His friends were right. Even though the relationship between him and his relatives had been one sided for years, they did noticeably back off when he started doing magic. The rules changed for the most part, but he had been wise to have obeyed the new rules rather than push for more right away; they might have had something else up their sleeves like kicking him out of the house. It was hard to say how he would have responded to that with his skills and resources at fourteen; they were not substantially better than what he had at thirteen when he elected to do a runner.
"That was why some of us were objecting to Marietta's punishment, then," he said after a moment. "They didn't want to live in a world where permanently scarring someone's face is an acceptable punishment."

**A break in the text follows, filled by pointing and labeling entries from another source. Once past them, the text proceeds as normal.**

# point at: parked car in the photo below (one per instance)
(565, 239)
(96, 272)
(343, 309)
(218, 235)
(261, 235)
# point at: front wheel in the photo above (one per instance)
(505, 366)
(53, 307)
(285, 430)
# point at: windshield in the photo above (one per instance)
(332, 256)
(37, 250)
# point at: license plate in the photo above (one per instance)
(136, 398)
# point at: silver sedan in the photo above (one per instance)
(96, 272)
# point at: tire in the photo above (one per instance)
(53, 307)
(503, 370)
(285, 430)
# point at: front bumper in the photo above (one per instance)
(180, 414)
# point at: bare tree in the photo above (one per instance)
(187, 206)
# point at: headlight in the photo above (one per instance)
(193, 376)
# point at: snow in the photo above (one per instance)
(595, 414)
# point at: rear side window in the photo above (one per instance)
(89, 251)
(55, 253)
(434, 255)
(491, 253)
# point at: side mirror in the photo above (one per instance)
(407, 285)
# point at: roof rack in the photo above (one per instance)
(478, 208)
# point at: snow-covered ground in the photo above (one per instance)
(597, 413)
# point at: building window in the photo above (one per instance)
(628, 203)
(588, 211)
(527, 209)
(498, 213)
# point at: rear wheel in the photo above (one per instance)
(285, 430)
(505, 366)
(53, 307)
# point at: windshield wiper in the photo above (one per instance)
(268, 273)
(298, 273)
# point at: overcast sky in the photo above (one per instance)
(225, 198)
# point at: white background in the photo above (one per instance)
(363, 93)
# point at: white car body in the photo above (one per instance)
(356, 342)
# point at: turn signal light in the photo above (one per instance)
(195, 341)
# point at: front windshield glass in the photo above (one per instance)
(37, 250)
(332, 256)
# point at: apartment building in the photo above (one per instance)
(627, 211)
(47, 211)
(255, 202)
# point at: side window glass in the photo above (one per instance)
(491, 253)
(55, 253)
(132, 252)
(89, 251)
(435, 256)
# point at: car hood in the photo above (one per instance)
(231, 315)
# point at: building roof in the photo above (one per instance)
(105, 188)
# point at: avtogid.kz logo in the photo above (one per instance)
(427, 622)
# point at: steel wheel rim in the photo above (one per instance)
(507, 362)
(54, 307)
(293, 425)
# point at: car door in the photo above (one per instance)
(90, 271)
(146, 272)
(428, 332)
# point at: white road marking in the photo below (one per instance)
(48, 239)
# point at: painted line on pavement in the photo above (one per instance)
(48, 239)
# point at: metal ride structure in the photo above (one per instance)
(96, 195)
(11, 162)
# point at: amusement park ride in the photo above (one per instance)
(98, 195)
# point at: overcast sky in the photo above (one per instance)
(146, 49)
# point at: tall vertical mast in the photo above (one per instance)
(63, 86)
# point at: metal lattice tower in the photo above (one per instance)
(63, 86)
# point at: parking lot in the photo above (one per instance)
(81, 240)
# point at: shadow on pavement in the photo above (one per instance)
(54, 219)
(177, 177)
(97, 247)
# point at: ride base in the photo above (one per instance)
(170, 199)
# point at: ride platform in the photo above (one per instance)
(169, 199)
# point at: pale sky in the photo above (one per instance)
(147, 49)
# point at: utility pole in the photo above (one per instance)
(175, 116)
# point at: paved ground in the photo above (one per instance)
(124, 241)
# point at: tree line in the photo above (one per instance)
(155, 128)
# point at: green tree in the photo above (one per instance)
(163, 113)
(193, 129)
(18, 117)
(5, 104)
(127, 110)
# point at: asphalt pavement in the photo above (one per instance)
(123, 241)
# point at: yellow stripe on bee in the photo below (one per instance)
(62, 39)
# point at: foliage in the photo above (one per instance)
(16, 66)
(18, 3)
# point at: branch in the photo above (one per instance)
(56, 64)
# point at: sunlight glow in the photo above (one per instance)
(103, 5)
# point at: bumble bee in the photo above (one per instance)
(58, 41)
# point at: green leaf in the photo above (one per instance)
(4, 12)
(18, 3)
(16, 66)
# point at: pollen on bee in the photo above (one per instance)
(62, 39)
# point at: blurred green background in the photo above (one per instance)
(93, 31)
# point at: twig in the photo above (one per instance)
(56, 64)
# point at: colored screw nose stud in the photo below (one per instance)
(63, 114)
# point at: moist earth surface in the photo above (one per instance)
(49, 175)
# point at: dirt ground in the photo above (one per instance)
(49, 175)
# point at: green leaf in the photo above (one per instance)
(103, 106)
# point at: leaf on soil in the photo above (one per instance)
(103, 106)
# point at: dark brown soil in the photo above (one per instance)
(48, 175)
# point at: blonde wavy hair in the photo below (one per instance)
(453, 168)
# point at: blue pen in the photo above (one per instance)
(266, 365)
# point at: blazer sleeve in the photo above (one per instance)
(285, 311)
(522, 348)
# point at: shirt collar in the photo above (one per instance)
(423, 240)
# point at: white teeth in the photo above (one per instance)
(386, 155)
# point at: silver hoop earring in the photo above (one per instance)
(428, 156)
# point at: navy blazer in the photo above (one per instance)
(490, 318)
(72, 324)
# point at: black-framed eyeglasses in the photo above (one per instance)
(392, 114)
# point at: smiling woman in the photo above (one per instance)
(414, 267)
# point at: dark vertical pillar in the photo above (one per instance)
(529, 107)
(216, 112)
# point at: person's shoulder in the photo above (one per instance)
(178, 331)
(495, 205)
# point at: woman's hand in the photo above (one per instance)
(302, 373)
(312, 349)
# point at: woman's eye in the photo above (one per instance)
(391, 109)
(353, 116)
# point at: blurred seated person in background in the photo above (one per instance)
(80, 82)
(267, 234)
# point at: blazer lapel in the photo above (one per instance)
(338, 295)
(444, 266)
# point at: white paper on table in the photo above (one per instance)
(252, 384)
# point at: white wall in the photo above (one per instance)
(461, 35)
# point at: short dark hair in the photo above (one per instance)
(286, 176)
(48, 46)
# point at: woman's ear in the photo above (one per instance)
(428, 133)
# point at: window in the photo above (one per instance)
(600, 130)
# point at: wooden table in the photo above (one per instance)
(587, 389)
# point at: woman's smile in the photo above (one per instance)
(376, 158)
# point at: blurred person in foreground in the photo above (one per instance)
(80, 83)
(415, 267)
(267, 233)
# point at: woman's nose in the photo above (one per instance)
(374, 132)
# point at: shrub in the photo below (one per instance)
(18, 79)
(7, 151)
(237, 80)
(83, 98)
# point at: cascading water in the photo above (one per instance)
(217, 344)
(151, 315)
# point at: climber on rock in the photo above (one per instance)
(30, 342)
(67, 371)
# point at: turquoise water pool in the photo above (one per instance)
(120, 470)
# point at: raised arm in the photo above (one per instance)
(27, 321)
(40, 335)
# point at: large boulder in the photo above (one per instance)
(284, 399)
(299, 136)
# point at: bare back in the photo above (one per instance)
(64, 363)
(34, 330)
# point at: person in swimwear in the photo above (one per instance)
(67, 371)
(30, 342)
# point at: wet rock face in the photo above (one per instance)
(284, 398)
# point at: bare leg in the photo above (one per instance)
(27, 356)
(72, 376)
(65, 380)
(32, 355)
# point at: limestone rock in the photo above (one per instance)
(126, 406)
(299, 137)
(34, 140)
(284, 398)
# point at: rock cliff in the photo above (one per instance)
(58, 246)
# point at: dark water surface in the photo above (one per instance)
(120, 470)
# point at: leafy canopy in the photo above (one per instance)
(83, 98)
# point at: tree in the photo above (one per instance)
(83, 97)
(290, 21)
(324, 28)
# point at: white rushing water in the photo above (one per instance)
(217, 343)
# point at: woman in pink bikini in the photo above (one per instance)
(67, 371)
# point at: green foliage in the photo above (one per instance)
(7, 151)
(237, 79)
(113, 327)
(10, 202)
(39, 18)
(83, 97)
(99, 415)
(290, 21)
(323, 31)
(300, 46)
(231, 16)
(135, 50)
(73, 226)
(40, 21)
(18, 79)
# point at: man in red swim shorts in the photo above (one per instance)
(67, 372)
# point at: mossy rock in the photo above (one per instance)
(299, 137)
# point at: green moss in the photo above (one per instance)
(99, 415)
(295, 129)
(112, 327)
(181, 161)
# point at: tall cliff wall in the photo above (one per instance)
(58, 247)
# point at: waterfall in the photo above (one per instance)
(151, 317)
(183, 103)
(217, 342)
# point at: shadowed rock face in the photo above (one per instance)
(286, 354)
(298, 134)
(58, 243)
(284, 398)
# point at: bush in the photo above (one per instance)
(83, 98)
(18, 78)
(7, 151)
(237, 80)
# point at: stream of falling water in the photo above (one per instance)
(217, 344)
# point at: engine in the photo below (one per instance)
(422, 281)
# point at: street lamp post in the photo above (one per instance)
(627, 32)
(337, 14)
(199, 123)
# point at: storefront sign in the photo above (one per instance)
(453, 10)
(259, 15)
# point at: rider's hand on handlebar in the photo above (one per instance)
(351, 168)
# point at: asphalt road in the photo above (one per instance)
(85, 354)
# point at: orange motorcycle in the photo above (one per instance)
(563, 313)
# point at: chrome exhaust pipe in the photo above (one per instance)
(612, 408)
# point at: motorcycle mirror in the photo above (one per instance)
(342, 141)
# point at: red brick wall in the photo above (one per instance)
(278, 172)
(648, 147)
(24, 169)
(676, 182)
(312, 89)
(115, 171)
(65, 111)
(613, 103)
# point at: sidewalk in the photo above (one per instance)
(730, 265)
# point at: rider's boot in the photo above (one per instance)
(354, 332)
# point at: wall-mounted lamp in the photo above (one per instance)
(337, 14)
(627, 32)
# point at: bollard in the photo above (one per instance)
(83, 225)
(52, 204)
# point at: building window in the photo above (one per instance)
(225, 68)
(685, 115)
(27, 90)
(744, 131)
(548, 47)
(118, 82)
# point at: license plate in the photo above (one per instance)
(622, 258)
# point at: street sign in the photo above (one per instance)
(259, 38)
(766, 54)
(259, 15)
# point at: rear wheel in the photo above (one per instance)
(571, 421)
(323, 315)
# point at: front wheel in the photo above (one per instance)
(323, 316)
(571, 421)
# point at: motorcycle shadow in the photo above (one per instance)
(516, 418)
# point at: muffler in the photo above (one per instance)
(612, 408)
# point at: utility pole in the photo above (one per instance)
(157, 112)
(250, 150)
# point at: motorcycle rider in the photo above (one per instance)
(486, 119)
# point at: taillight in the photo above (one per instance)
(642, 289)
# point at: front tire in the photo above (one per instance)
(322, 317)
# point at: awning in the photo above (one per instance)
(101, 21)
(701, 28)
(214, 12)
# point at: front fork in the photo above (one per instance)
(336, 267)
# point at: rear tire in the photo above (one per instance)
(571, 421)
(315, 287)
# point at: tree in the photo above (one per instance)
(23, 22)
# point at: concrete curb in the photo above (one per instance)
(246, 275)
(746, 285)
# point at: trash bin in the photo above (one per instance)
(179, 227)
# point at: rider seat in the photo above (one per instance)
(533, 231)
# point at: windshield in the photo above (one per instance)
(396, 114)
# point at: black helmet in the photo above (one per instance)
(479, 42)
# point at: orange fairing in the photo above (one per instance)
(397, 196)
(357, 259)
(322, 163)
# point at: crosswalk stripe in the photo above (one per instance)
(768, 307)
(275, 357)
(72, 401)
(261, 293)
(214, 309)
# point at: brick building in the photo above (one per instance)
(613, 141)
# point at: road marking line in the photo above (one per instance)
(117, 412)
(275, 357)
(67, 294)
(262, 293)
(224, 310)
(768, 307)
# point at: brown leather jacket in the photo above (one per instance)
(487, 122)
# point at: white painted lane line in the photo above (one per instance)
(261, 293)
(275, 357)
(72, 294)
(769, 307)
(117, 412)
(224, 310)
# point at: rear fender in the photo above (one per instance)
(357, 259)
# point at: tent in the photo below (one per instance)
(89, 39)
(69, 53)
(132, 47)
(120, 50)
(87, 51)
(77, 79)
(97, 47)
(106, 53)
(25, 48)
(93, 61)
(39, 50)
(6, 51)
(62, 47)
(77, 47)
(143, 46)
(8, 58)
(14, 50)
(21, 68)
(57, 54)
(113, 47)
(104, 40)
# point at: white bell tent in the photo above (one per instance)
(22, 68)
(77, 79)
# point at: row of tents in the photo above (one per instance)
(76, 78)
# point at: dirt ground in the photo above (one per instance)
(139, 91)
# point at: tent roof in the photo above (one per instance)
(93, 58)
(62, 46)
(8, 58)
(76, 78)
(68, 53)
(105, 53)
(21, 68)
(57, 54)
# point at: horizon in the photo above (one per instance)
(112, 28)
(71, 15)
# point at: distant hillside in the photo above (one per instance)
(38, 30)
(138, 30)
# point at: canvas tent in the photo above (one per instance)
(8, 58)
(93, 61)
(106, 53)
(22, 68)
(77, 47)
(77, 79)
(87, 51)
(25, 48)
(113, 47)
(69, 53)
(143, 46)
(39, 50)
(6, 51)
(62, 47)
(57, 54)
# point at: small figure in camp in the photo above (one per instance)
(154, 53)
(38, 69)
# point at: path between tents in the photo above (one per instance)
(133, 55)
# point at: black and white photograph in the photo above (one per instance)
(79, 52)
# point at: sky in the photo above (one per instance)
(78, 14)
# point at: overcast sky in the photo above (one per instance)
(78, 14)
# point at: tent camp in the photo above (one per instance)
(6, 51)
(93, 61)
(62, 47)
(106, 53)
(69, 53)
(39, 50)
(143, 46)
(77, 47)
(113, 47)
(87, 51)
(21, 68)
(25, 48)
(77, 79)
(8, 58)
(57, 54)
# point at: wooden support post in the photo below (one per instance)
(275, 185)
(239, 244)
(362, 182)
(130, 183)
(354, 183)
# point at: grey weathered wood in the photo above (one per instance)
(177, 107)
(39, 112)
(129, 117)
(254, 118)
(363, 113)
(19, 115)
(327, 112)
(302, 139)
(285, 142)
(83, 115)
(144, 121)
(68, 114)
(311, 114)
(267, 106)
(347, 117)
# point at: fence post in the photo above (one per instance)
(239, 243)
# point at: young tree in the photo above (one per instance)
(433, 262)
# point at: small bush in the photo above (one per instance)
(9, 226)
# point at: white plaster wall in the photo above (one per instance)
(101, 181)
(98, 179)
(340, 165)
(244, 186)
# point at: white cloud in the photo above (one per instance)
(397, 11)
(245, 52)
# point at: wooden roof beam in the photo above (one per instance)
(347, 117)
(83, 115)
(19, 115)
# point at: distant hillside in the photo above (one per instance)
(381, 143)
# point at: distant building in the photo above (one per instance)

"Well, yes, and it's not really certain that it was because they intended to be traitors themselves," Hermione said. "They might have thought that we would start at ripping fingernails out if they said the wrong thing. Objecting is a way of finding out what the rules are, or at least making us consider making them if we haven't thought of them already."
"What are the rules, then?" he had asked.
There was a pause.
"Well, I suppose I can get back to you on that."
In the present, they were returning to the Longbottom estate, where Terry was finishing up with the list of rules, exactly as Hermione had apparently asked him. It was no trouble, in his words. Harry looked around to see that no one else was inside at the present, and he doubted the dark magic team was meeting. If anyone was working on anything, it was Neville, who had taken over some of the drills outside.
"I was just thinking about this," he said as he walked over. "Is it finished?" There were a few lines written on the roll of parchment.
"I had thought it would be no trouble, but I have found it is a great deal more trouble than I had thought possible," he said, resting his temple on the heel of his hand. "I have excluded the simple fact that we may not betray the group itself; that can be taken as a given, as we shall die if we attempt it." It seemed Ron and Hermione were also scanning the lines, in the small amount of time that took.
"Well, we're going to be able to tell you a few things that might help," he said after there were no suggestions, showing him the book. Why was he doing it? Was he just thinking it was a neat little coincidence that he was looking for rules and some rules just seemed to fall into his lap from none other than Dumbledore? It was a challenge to appreciate him at times, but it was not as if they had anyone else. Perhaps it was an ironic joke at the time, and perhaps that was as close as a bunch of young people could get to genuine admiration, but they had named the original group after him and whatever secret plot that he obviously never had.
In the incredibly unlikely event that he had planned it, though, Harry quickly supposed that it would all be the same, because he had done absolutely nothing to make them help; he convinced them, without even trying, that the way he ran the school was better. The old headmaster would have richly deserved the services of his students rising to his aid when the rest of the world failed to recognize his wisdom and he would not personally feel even the slightest bit silly if it ever came out that Dumbledore had been counting on it; how else could he have character if no one could count on him?
All told, though, he would prefer to eventually hear which way it had been, unless it was a little of both or some other mad thing.